ChatGPT解决这个技术问题 Extra ChatGPT

PySpark: java.lang.OutofMemoryError: Java heap space

I have been using PySpark with Ipython lately on my server with 24 CPUs and 32GB RAM. Its running only on one machine. In my process, I want to collect huge amount of data as is give in below code:

train_dataRDD = (train.map(lambda x:getTagsAndText(x))
.filter(lambda x:x[-1]!=[])
.flatMap(lambda (x,text,tags): [(tag,(x,text)) for tag in tags])
.groupByKey()
.mapValues(list))

When I do

training_data =  train_dataRDD.collectAsMap()

It gives me outOfMemory Error. Java heap Space. Also, I can not perform any operations on Spark after this error as it looses connection with Java. It gives Py4JNetworkError: Cannot connect to the java server.

It looks like heap space is small. How can I set it to bigger limits?

EDIT:

Things that I tried before running: sc._conf.set('spark.executor.memory','32g').set('spark.driver.memory','32g').set('spark.driver.maxResultsSize','0')

I changed the spark options as per the documentation here(if you do ctrl-f and search for spark.executor.extraJavaOptions) : http://spark.apache.org/docs/1.2.1/configuration.html

It says that I can avoid OOMs by setting spark.executor.memory option. I did the same thing but it seem not be working.

@bcaceiro: I see lot of spark options being set in the post. I dont use scala. I am using IPython. Do you know if I can set those options from within the shell?
@bcaceiro : Updated the question with suggestion from the post that you directed me too. It seems like there is some problem with JVM.

p
pg2455

After trying out loads of configuration parameters, I found that there is only one need to be changed to enable more Heap space and i.e. spark.driver.memory.

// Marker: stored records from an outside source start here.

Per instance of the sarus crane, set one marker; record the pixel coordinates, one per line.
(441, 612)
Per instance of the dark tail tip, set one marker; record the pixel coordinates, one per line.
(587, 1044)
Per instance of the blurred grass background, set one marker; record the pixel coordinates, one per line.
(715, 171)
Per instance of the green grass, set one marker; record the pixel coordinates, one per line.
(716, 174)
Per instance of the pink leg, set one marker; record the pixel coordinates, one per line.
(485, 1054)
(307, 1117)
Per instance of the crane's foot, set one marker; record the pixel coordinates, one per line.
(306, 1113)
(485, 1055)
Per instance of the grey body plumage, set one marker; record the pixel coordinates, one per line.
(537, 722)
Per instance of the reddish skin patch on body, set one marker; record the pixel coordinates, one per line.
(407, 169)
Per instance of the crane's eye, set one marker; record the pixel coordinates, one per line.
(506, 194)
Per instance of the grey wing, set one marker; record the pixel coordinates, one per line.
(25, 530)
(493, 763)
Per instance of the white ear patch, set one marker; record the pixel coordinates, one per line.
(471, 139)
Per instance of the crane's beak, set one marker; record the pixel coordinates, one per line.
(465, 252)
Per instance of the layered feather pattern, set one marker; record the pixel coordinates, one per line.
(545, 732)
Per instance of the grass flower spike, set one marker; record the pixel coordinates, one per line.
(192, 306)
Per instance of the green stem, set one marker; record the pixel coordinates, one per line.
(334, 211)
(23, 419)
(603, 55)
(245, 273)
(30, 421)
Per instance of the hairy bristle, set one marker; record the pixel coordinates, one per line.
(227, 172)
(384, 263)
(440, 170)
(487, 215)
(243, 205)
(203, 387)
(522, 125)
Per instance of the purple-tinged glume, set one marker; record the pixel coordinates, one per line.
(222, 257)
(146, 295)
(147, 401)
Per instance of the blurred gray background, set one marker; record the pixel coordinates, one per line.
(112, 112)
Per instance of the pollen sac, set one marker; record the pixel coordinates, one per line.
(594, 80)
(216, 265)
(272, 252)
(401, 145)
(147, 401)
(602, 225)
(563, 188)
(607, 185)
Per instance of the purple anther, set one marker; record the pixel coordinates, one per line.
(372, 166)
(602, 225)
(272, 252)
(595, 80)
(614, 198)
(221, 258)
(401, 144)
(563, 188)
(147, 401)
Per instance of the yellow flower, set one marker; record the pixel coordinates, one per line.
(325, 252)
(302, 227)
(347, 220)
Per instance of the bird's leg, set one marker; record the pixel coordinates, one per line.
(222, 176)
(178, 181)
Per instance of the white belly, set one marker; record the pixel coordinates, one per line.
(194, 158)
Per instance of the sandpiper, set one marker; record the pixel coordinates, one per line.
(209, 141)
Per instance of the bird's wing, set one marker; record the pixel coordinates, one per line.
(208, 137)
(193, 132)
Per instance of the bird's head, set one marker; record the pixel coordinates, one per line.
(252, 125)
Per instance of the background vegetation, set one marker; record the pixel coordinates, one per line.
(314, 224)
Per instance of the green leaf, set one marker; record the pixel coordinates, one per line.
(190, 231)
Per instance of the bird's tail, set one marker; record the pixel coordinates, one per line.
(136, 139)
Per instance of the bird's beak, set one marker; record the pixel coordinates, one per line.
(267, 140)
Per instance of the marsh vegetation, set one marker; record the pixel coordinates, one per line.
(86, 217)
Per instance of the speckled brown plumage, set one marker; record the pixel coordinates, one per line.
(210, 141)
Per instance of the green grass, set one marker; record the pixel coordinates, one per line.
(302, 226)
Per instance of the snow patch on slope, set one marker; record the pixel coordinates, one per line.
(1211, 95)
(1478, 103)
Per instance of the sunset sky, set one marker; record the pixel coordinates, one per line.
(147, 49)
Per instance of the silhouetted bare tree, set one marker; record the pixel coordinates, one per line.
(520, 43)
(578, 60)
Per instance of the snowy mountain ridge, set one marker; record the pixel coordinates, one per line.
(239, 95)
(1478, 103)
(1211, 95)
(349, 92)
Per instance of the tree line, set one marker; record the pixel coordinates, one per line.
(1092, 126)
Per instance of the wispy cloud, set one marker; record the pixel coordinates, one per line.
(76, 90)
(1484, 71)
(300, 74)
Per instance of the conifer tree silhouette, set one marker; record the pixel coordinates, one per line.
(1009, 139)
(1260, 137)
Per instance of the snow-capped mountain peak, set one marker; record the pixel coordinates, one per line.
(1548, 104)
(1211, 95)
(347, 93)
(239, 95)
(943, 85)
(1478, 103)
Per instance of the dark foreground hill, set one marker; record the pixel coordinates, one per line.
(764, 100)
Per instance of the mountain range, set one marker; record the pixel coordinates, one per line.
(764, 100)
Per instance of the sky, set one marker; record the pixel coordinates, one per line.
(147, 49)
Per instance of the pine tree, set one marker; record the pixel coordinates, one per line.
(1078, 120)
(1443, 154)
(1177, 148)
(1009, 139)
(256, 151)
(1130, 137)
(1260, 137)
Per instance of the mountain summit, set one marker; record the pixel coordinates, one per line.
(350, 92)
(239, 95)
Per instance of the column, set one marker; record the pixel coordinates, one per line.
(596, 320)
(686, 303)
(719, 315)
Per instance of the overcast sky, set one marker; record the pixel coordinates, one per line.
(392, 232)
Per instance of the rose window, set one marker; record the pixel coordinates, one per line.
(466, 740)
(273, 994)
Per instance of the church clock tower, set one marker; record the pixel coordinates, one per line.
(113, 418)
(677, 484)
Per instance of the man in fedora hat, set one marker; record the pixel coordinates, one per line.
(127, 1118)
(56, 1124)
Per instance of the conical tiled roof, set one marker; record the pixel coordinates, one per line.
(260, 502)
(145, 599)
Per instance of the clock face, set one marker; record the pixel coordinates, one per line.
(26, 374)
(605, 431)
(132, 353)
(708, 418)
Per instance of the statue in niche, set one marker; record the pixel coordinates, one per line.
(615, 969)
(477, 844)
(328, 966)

sudo vim $SPARK_HOME/conf/spark-defaults.conf
#uncomment the spark.driver.memory and change it according to your use. I changed it to below
spark.driver.memory 15g
# press : and then wq! to exit vim editor

Close your existing spark application and re run it. You will not encounter this error again. :)


Can you change this conf value from the actual script (ie. set('spark.driver.memory','15g')) ?
I tried doing it but was not successful. I think it need to restart with new global parameters.
From docs: spark.driver.memory "Amount of memory to use for the driver process, i.e. where SparkContext is initialized. (e.g. 1g, 2g). Note: In client mode, this config must not be set through the SparkConf directly in your application, because the driver JVM has already started at that point. Instead, please set this through the --driver-memory command line option or in your default properties file."
I was running the Spark code using SBT run from IDEA SBT Console, the fix for me was to add -Xmx4096M -d64 to the java VM parameters that get passed on the SBT Console launch. This is under Other settings -> SBT.
Spark keeps evolving. So you might have to look into its documentation and find out the configuration parameters that correlate to the memory allocation.
l
louis_guitton

If you're looking for the way to set this from within the script or a jupyter notebook, you can do:

from pyspark.sql import SparkSession

spark = SparkSession.builder \
    .master('local[*]') \
    .config("spark.driver.memory", "15g") \
    .appName('my-cool-app') \
    .getOrCreate()

F
Francesco Boi

I had the same problem with pyspark (installed with brew). In my case it was installed on the path /usr/local/Cellar/apache-spark.

The only configuration file I had was in apache-spark/2.4.0/libexec/python//test_coverage/conf/spark-defaults.conf.

As suggested here I created the file spark-defaults.conf in the path /usr/local/Cellar/apache-spark/2.4.0/libexec/conf/spark-defaults.conf and appended to it the line spark.driver.memory 12g.